他缓慢地睁开眼睛,眼眸深沉得吓人,犹如一潭死水般幽静平静,那平静的表面下仿佛隐藏着无尽的故事与秘密,让人难以窥探其中的真实情感。
“稚子无辜。”他轻声说道,那声音轻得如同一片羽毛飘落,语气中带着一丝无奈和叹息,这叹息像是一阵微风,轻轻拂过平静的湖面,泛起一圈圈淡淡的涟漪。

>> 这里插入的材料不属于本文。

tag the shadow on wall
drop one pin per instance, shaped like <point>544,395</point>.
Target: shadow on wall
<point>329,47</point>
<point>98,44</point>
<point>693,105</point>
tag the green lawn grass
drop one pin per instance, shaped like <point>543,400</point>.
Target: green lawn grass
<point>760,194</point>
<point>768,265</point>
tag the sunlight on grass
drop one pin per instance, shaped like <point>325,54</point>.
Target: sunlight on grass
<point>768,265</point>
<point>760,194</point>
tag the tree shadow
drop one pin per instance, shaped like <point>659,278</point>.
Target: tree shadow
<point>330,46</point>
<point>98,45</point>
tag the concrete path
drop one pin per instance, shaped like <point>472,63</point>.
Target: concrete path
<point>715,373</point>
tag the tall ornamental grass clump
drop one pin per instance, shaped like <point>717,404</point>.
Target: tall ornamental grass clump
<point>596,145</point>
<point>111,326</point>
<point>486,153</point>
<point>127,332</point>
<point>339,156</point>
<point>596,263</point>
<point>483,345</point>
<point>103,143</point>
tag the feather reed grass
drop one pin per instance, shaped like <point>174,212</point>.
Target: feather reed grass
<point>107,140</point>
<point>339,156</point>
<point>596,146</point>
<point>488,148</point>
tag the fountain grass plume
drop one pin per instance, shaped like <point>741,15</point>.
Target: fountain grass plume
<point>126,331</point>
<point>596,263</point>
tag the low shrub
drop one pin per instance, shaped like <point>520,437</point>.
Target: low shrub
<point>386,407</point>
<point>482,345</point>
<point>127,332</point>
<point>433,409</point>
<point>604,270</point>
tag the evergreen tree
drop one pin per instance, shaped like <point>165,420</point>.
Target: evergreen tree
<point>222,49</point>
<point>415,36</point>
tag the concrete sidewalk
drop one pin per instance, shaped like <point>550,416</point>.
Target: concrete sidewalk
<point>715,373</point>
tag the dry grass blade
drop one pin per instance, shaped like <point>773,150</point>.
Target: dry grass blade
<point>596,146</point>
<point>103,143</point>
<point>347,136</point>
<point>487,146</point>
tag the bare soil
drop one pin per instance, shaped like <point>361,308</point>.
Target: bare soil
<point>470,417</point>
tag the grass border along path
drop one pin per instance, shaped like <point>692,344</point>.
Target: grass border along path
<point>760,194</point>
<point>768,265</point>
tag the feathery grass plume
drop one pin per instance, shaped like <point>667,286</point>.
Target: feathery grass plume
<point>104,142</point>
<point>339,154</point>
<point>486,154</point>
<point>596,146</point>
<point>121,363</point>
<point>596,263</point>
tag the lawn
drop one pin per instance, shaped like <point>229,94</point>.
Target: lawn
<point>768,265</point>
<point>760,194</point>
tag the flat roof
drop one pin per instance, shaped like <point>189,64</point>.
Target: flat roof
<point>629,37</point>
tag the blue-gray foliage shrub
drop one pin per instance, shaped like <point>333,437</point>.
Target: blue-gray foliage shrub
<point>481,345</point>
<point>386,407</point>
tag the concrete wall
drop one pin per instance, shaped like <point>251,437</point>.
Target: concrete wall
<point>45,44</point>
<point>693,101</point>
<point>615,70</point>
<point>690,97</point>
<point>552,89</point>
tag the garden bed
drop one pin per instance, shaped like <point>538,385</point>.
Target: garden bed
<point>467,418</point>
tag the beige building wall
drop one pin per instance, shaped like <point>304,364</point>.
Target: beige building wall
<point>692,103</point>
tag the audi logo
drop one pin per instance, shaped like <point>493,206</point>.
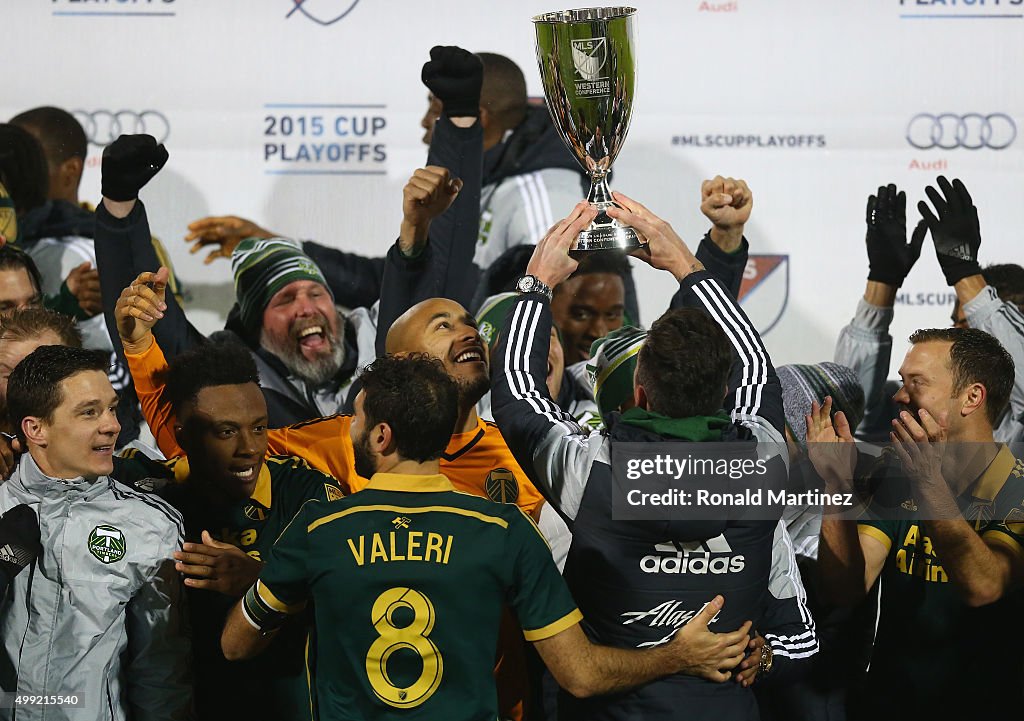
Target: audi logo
<point>971,131</point>
<point>103,127</point>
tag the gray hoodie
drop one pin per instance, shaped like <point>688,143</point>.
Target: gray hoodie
<point>100,612</point>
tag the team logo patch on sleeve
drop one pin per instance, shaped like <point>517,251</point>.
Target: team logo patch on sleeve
<point>502,486</point>
<point>107,544</point>
<point>333,494</point>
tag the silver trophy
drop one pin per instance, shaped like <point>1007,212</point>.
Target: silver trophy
<point>588,68</point>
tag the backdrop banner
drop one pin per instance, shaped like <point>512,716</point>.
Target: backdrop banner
<point>303,116</point>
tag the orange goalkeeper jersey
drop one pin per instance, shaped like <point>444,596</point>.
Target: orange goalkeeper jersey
<point>477,462</point>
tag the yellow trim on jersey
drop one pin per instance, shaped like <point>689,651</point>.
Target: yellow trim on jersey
<point>403,509</point>
<point>991,481</point>
<point>566,622</point>
<point>1004,539</point>
<point>410,482</point>
<point>537,527</point>
<point>261,494</point>
<point>266,595</point>
<point>876,534</point>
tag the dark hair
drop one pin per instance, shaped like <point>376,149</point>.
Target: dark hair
<point>210,364</point>
<point>12,258</point>
<point>684,365</point>
<point>976,356</point>
<point>504,90</point>
<point>61,136</point>
<point>34,386</point>
<point>611,262</point>
<point>23,168</point>
<point>1008,280</point>
<point>24,324</point>
<point>415,395</point>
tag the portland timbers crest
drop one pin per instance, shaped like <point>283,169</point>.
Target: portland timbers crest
<point>107,544</point>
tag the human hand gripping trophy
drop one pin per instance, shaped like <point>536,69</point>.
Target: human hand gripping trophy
<point>588,69</point>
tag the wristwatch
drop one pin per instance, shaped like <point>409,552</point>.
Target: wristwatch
<point>531,284</point>
<point>764,666</point>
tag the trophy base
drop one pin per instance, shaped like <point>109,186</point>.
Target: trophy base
<point>606,234</point>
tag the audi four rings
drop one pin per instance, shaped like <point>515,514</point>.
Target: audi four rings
<point>103,127</point>
<point>971,131</point>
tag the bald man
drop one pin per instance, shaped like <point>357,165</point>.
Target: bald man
<point>476,461</point>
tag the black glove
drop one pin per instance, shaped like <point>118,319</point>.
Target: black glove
<point>455,77</point>
<point>18,542</point>
<point>890,257</point>
<point>129,163</point>
<point>955,231</point>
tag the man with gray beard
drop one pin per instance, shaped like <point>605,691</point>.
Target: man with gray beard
<point>307,351</point>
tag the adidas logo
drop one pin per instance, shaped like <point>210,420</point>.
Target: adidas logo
<point>695,557</point>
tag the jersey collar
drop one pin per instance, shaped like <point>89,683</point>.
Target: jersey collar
<point>260,495</point>
<point>410,482</point>
<point>991,481</point>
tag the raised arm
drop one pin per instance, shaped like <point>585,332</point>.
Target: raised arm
<point>440,210</point>
<point>548,442</point>
<point>124,248</point>
<point>755,391</point>
<point>724,251</point>
<point>956,235</point>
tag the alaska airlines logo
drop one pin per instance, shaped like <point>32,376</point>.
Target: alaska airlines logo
<point>323,11</point>
<point>696,558</point>
<point>668,615</point>
<point>764,292</point>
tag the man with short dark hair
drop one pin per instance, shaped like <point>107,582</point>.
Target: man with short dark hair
<point>105,582</point>
<point>944,531</point>
<point>65,144</point>
<point>236,500</point>
<point>409,577</point>
<point>701,352</point>
<point>20,333</point>
<point>984,298</point>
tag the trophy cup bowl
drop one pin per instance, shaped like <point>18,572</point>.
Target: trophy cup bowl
<point>588,69</point>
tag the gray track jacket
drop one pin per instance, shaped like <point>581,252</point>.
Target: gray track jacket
<point>99,613</point>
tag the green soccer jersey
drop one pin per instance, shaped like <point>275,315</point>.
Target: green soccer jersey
<point>272,686</point>
<point>408,579</point>
<point>932,650</point>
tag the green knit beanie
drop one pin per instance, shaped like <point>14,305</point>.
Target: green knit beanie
<point>612,365</point>
<point>263,266</point>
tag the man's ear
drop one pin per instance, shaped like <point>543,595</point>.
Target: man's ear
<point>974,396</point>
<point>71,172</point>
<point>35,430</point>
<point>382,439</point>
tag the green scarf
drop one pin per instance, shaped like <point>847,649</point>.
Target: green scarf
<point>695,428</point>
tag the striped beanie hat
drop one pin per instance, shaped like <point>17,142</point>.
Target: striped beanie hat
<point>263,266</point>
<point>492,316</point>
<point>8,218</point>
<point>802,384</point>
<point>612,365</point>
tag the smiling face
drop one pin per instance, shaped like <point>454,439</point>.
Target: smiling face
<point>445,330</point>
<point>430,117</point>
<point>585,308</point>
<point>78,438</point>
<point>301,326</point>
<point>928,382</point>
<point>223,432</point>
<point>17,291</point>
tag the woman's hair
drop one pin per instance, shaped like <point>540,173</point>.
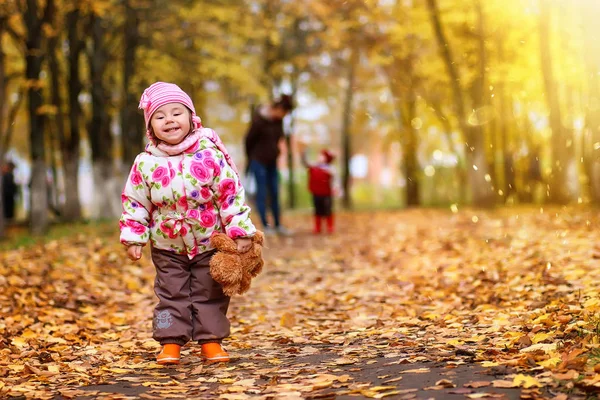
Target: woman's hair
<point>156,140</point>
<point>285,102</point>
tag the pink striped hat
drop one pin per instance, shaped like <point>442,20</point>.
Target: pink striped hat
<point>160,93</point>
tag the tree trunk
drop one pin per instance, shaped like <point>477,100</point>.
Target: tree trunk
<point>55,88</point>
<point>106,199</point>
<point>3,22</point>
<point>591,14</point>
<point>33,66</point>
<point>70,147</point>
<point>482,194</point>
<point>559,193</point>
<point>346,123</point>
<point>411,169</point>
<point>506,170</point>
<point>132,138</point>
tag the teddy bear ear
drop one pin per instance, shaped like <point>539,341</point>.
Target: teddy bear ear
<point>221,241</point>
<point>259,238</point>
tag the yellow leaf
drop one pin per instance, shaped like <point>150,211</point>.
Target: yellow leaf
<point>29,334</point>
<point>526,381</point>
<point>19,342</point>
<point>53,368</point>
<point>540,337</point>
<point>551,362</point>
<point>416,371</point>
<point>382,388</point>
<point>503,384</point>
<point>488,364</point>
<point>288,320</point>
<point>119,370</point>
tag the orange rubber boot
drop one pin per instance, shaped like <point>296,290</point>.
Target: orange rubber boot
<point>169,354</point>
<point>213,352</point>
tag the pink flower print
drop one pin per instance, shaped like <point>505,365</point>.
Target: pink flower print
<point>136,227</point>
<point>205,193</point>
<point>227,202</point>
<point>227,187</point>
<point>136,178</point>
<point>210,163</point>
<point>183,231</point>
<point>207,219</point>
<point>159,173</point>
<point>235,232</point>
<point>199,172</point>
<point>193,148</point>
<point>166,229</point>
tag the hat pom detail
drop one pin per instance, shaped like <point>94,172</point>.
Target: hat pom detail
<point>144,101</point>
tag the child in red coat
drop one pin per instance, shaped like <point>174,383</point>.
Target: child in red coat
<point>321,185</point>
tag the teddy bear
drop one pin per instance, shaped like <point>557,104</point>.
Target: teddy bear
<point>234,270</point>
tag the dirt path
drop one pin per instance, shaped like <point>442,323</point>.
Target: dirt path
<point>411,304</point>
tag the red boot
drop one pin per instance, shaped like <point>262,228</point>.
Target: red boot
<point>329,220</point>
<point>317,228</point>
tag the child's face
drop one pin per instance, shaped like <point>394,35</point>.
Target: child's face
<point>171,123</point>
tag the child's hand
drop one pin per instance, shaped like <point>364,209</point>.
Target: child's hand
<point>244,244</point>
<point>134,252</point>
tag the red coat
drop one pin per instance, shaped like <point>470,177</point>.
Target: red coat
<point>320,181</point>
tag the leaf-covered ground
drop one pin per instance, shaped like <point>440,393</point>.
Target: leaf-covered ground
<point>408,304</point>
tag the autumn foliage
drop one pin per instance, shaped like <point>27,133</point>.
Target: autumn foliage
<point>511,291</point>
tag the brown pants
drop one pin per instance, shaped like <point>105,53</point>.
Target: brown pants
<point>191,305</point>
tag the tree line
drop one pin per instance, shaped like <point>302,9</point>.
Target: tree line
<point>484,81</point>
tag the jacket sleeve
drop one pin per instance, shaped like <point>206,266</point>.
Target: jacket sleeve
<point>137,208</point>
<point>231,201</point>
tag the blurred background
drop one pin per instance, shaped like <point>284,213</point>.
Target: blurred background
<point>426,102</point>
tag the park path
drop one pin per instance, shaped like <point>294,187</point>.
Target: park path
<point>404,304</point>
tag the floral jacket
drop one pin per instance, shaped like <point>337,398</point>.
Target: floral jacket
<point>178,202</point>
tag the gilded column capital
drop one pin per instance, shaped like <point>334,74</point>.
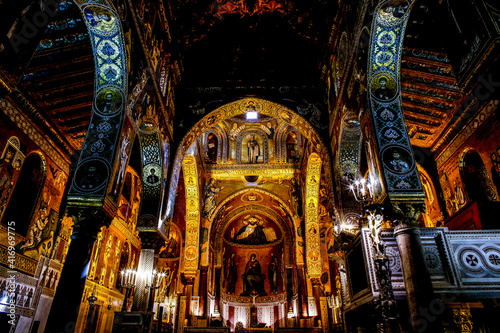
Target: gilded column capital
<point>187,279</point>
<point>87,221</point>
<point>405,215</point>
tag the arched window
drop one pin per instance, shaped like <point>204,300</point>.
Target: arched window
<point>292,147</point>
<point>211,151</point>
<point>477,182</point>
<point>26,193</point>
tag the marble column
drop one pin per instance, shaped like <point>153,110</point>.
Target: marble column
<point>318,294</point>
<point>188,282</point>
<point>418,285</point>
<point>217,290</point>
<point>203,292</point>
<point>68,296</point>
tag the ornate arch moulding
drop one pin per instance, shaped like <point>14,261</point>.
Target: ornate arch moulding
<point>95,166</point>
<point>192,246</point>
<point>394,148</point>
<point>284,223</point>
<point>228,111</point>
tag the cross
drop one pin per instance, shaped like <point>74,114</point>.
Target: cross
<point>430,258</point>
<point>494,259</point>
<point>471,260</point>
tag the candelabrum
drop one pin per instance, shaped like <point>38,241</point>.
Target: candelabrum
<point>92,298</point>
<point>153,282</point>
<point>128,282</point>
<point>170,304</point>
<point>362,190</point>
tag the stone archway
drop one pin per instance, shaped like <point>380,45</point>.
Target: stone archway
<point>237,108</point>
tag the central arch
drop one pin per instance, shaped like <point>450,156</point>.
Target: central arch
<point>230,110</point>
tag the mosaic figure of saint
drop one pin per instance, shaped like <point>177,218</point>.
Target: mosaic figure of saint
<point>253,150</point>
<point>273,274</point>
<point>251,233</point>
<point>209,203</point>
<point>231,274</point>
<point>253,279</point>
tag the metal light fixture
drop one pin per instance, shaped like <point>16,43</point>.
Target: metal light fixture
<point>153,282</point>
<point>92,298</point>
<point>128,282</point>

这句话仿佛是他内心深处的一种坚持,是他在这复杂的家庭纠葛与情感矛盾中坚守的一片净土,也是他对亲情的一种独特理解。
那是一种超越了怨恨与不满,回归到人性本真的对无辜生命的怜惜与包容。
尽管他与弟弟之间存在着矛盾和冲突,但他仍然愿意承担起作为兄长的责任,保护年幼无知的弟弟免受伤害。
“……所以说,你们兄弟关系还算好。”
一阵死寂过后,柔和的微风从耳边吹过,王伊伸出手点了点蔚柏的肩膀。
“不然你也不会在他选择离开时做出规劝,对不对?”
她微微眯起眼,声音放得很轻,仿佛怕惊走眼前这个看起来有些脆弱的青年。
蔚柏沉默了一瞬,随后慢慢开口。
“我只是不想让他后悔。”
王伊笑了笑,没有继续追问下去。
就在这时,一辆黑色宾利缓缓驶来,王伊与蔚柏两人不约而同地看了过去,只见在栅栏外恭候多时的管家立刻上前一步,躬身笑道。
“小少爷,你终于回来了。”
“林伯伯。”
青年弯着眼睛,软声唤了句。
“嗯,回来就好。”
老管家笑着应道,然后打开车门请青年下车。
蔚柏站在原地看着这一幕,眼神逐渐变得幽深起来。